Presently before the Court is a motion by Ro Gallery to dismiss the Complaint for failure to state a claim under Federal Rule of Civil Procedure ("FED. R. CIV. P.") 12(b)(6), or, alternatively, upon the dismissal of the TCPA claim for failure to state a claim, to dismiss the GBL claim under FED. R. CIV. P. 12(b)(1), for lack of subject matter jurisdiction. For the reasons that follow, the motion to dismiss is granted in part and denied in part.
The Plaintiffs brought this TCPA and GBL action, alleging the following. They received an unsolicited fax advertisement. ECF 18-cv-2736 doc. 1 ("Compl.") at 2-3. The fax—annexed to the Complaint—provided Ro Gallery's phone number, street address, and email address. ECF 18-cv-2736 doc. 1-1. The fax also: (a) advertised Ro Gallery's products and services (artwork sales); (b) contained a website registered to and used by Ro Gallery; (c) benefitted Ro Gallery economically; and (d) lacked an opt-out notice pursuant to § 227. Id.; Compl. at 2-3. Ro Gallery sent the fax as part of a "mass broadcasting" of faxes. Compl. at 3. It had sent similar unsolicited fax advertisements to at least 40 other New York residents, and discovery could reveal the transmission of additional faxes. Id. at 2-3.

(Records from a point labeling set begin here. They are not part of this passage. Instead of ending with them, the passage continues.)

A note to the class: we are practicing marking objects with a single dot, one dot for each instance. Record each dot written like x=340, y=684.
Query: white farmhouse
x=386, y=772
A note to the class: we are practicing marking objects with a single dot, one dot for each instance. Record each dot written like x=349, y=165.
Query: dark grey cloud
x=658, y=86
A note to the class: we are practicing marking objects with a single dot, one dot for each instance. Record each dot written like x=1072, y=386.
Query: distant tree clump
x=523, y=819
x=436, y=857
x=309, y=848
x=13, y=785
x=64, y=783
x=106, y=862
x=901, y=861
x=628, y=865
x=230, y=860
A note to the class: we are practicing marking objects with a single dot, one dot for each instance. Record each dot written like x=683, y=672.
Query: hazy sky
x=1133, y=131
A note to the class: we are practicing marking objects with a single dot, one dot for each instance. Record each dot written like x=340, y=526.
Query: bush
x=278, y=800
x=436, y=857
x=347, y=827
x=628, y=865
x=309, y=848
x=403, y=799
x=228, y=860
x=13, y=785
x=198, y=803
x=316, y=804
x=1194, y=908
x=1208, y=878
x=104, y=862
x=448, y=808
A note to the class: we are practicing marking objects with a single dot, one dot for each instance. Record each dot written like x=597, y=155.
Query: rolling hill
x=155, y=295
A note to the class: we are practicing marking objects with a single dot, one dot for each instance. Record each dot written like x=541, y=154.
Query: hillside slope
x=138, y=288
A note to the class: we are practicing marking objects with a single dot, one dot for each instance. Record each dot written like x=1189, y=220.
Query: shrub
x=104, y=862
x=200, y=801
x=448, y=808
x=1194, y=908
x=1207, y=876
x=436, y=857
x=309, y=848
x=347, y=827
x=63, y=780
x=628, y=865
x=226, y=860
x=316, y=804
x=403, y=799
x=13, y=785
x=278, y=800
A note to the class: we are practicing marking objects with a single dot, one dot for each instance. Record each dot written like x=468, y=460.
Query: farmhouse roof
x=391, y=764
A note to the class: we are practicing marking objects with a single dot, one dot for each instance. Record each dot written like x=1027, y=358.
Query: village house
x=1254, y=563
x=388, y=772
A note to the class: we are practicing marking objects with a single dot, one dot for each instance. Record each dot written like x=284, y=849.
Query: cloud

As to the John Doe Defendants, the Plaintiffs alleged that they were "natural or artificial persons that were involved in the sending of the [fax] advertisements." Id. at 2. The Plaintiffs did not further identify the John Doe Defendants, and no Defendant other than Ro Gallery appears in this action. In addition, the Plaintiffs did not describe the nature of Gold Standard Agency's business, specifically, the relevance of an art dealership to the business.
The Plaintiffs brought claims under § 227(b)(1)(C) of the TCPA, and § 396-aa of the GBL. Id. at 3-7. They made no separate allegations as to the GBL § 396-aa claim, and they only argued that Ro Galley violated the statute "by sending unsolicited fax advertising to plaintiffs and others." Id. at 7.
Ro Gallery now moves to dismiss the Complaint under Rules 12(b)(1) and (b)(6). ECF 18-cv-2736, doc. 9. It alleges in the motion and in an attached affidavit that it did not send the fax. Id.; ECF 18-cv-2736, docs. 9-1 at 6-10, 9-2. The Plaintiffs oppose the motion to dismiss, and argue that this Court should not consider the factual allegations about not sending the fax. ECF 18-cv-2736, doc. 12. Ro Gallery replied. ECF 18-cv-2736, doc. 13.
Under FED. R. CIV. P. 8, a complaint must contain "a short and plain statement of the claim showing that the pleader is entitled to relief." FED. R. CIV. P. 8(a)(2). Rule 12(b)(6) provides that dismissal is appropriate if the complaint "fail[s] to state a claim upon which relief can be granted." "To survive a motion to dismiss, the complaint must plead `enough facts to state a claim to relief that is plausible on its face,' Bell Atl. Corp. v. Towmbly, 550 U.S. 544, 570, 127 S.Ct. 1955, 167 L.Ed. 2d 929 (2007), and `allow[] the court to draw the reasonable inference that the defendant is liable for the misconduct alleged,' Ashcroft v. Iqbal, 556 U.S. 662, 678, 129 S.Ct. 1937, 173 L.Ed. 2d 868 (2009)." Otis-Wisher v. Medtronic, Inc., 616 F. App'x 433, 434 (2d Cir. 2015) (Summary Order).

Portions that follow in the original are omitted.